Good people are out there. I will work really hard to be one of them.
I am so, so tired. Everything hurts. I let mom cook for me. And clean the dishes. I lay and drink tea and watch Gilmore Girls on her couch. It’s not self-care. It’s mom-care. But it counts.
Today, I lost a client. Then, heard my (wonderful) doctor say, “I wish there was more I could do for you.” Then, after pushing myself to work more, a phone call from a publicist turned into concern over a story I particularly loved that the interviewee was unhappy with. Then, I got home to find out a part of my living room ceiling was all over the couch and floor. (The cat was miraculously alive, unscathed, and blase about it.) Mom helped me cleaned plaster from every crack for two hours. I cleaned for two more.

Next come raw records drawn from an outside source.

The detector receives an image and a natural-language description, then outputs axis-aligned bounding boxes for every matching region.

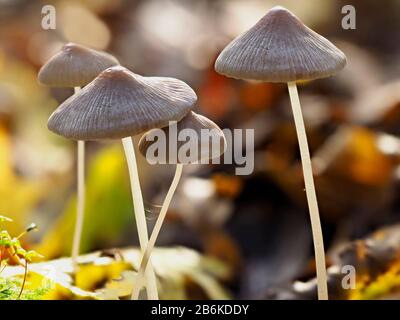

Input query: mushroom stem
[71,87,85,272]
[288,82,328,300]
[122,137,158,300]
[131,163,183,300]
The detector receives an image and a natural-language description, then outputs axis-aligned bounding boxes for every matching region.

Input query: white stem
[71,87,85,272]
[122,137,158,300]
[131,164,183,300]
[288,82,328,300]
[72,141,85,271]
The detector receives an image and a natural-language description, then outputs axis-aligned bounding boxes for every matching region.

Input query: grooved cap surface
[48,66,197,140]
[38,43,119,87]
[215,7,346,82]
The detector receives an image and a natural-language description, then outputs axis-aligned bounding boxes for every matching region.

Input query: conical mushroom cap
[47,66,197,140]
[139,111,226,164]
[38,43,119,87]
[215,7,346,82]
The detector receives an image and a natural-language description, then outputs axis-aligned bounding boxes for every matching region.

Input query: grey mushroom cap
[215,7,346,82]
[38,43,119,87]
[48,66,197,140]
[139,111,226,164]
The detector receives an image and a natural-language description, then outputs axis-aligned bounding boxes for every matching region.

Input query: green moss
[0,277,50,300]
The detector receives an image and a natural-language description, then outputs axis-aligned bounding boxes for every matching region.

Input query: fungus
[48,66,197,299]
[132,111,226,300]
[215,6,346,300]
[38,43,119,270]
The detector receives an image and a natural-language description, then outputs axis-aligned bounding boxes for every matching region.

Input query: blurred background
[0,0,400,299]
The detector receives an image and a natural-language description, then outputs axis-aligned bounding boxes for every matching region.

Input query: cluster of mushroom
[39,44,226,299]
[39,7,346,299]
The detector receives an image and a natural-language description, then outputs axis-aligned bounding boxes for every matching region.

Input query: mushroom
[132,111,226,300]
[215,6,346,300]
[48,66,197,299]
[38,43,119,270]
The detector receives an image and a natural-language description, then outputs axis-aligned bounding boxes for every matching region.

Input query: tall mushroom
[215,7,346,300]
[48,66,197,299]
[38,43,119,270]
[132,111,226,300]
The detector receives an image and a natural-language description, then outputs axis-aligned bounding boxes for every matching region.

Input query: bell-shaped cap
[48,66,197,140]
[215,7,346,82]
[38,43,119,88]
[139,111,226,164]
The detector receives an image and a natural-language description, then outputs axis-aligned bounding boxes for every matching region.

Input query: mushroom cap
[139,111,226,164]
[215,6,346,82]
[47,66,197,140]
[38,43,119,87]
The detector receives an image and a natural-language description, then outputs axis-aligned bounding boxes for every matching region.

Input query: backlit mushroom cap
[48,66,197,140]
[139,111,226,164]
[38,43,119,87]
[215,7,346,82]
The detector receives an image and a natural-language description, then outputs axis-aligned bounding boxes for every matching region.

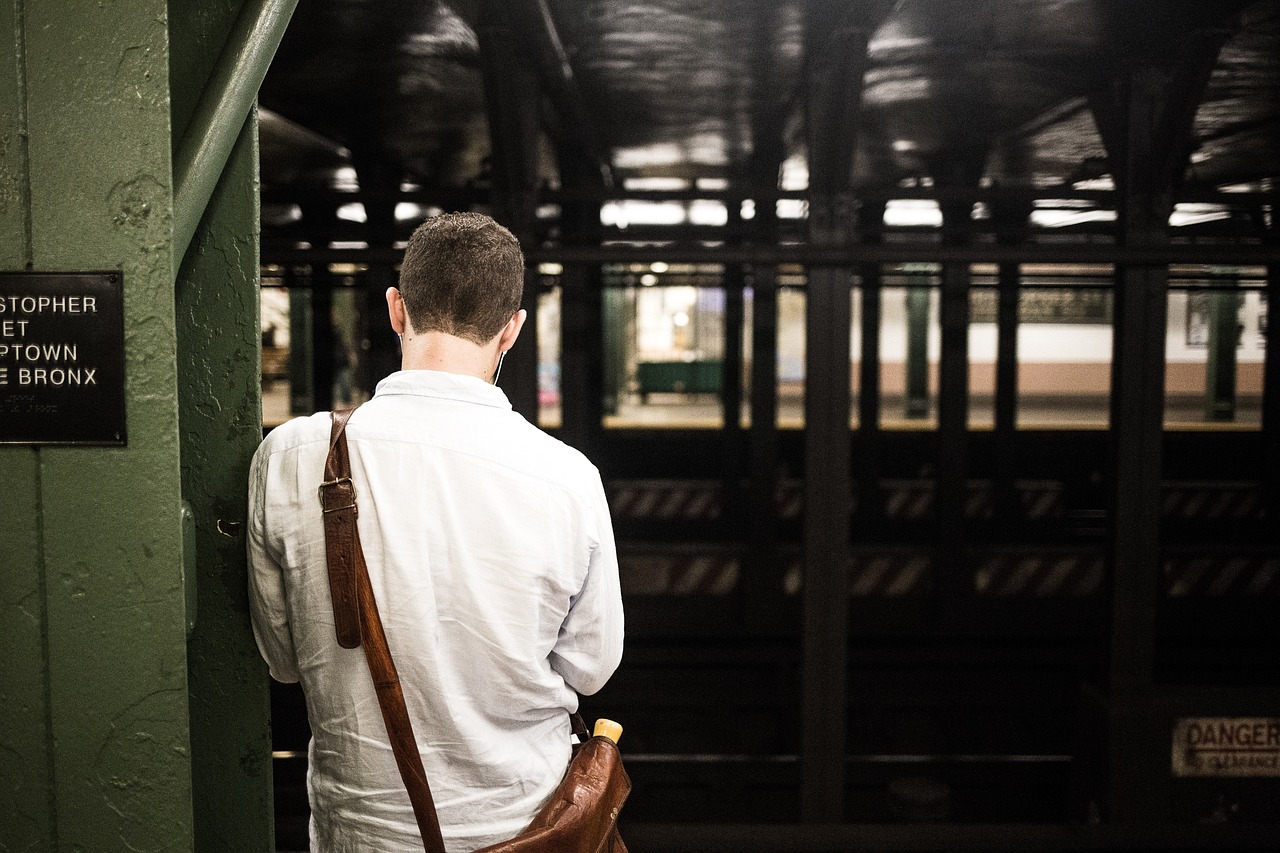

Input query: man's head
[399,213,525,345]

At midnight, I spent thirty minutes watching YouTube videos about this month’s numerology forecast and writing down pro and con lists of today’s events. Specifically, turning the con’s into pros: Losing the client means I can open space for a new one. My doctor can’t do more for me – but he does so much already, and he cares. The altercation with the unhappy chef is a lesson in humility. The collapsed ceiling gave me more time with my mom and gratitude for the safety of those around me.
And when I thought back on the last few days, everything looked a bit rosier.
Hypnotherapy with Iris Higgins today. She really is remarkable.
Conclusions my subconscious told me quite clearly:
- Have the conversation I’m afraid to have.
- Force myself to have entirely off days, in nature. Do it, or else I’ll cripple even further. Even if that means drugging myself up so that I can lay under a tree for a day with nothing but headphones and, a book, sunglasses, and water.
- Allow myself to go off of social media for a bit (I’ve felt self-pressure to be more active being of this project, the book, etc. But even if I just go off for a week, that’s okay. I need the time.)
- When it comes to “what do I need to look for?” People. Good people. In regard to the client I lost, or endings and forced changes of focus that have been bursting lately, I should look for good people to fill the space. Instead of thinking of the client, I should think of the editor. Or who I want to work or spend time with. The people. Not the publication.